PostPosted: Sun May 02, 2004 3:34 pm    Post subject: An Application of the New Tool: Tables Reply with quote

I will start with some tables. These are the values of 10WFAIL50 for a portfolio consisting of 50% stocks and 50% commercial paper, re-balanced annually. The expense ratio is 0.20%. The portfolio survives for 10 years when the amount withdrawn is 10WFAIL50 times the initial balance (plus adjustments that match inflation). It fails when the amount withdrawn is increased by 0.1%. This is identical to what I normally refer to as HDBR50 except that the portfolio lasts for 10 years instead of 30 years.

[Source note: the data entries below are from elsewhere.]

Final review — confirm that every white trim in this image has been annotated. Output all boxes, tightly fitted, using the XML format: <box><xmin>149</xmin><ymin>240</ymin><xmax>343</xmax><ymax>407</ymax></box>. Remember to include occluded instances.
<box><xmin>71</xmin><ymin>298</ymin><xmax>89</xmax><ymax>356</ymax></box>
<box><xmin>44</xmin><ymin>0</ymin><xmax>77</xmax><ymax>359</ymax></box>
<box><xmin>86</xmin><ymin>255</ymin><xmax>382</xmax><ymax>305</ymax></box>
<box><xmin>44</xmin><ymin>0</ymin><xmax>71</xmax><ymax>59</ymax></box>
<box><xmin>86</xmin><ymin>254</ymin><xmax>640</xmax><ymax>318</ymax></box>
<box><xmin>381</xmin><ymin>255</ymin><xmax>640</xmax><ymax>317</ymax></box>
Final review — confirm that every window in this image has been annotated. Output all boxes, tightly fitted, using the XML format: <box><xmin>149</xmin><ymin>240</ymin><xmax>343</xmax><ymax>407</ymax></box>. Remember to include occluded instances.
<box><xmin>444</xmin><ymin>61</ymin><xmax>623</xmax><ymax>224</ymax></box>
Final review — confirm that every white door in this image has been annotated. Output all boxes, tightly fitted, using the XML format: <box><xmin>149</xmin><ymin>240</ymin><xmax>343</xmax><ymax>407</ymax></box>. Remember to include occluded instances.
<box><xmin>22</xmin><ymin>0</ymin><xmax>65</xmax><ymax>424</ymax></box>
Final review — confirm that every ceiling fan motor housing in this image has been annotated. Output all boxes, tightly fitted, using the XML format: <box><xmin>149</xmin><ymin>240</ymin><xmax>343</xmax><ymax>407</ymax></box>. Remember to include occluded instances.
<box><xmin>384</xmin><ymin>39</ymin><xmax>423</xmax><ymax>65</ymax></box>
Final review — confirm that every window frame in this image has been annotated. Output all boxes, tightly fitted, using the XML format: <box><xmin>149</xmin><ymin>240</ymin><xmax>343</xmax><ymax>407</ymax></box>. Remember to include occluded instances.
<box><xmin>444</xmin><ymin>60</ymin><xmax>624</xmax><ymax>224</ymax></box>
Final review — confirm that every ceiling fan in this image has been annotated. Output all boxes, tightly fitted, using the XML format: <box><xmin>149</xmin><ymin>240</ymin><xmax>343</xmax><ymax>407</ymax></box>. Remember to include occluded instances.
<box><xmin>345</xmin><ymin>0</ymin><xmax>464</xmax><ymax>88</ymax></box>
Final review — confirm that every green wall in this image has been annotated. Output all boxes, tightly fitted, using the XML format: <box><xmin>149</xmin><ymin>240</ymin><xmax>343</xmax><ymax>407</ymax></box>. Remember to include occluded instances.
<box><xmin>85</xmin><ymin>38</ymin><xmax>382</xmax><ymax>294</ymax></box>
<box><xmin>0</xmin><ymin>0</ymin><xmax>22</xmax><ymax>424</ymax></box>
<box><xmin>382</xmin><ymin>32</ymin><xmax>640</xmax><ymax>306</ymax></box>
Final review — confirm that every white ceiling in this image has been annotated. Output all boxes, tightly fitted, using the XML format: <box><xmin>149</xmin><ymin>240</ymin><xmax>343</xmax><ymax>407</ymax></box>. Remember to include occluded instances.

These numbers are used with Gummy's formula. For any actual withdrawal rate w and specified number of years, the final balance / the initial balance = RETURN0*(1 - w/WFAIL). RETURN0 is the ratio of the balance (after the specified number of years) to the initial balance when there are no withdrawals. WFAIL is the withdrawal rate that lasts for exactly the prescribed period of time (in this case, ten years).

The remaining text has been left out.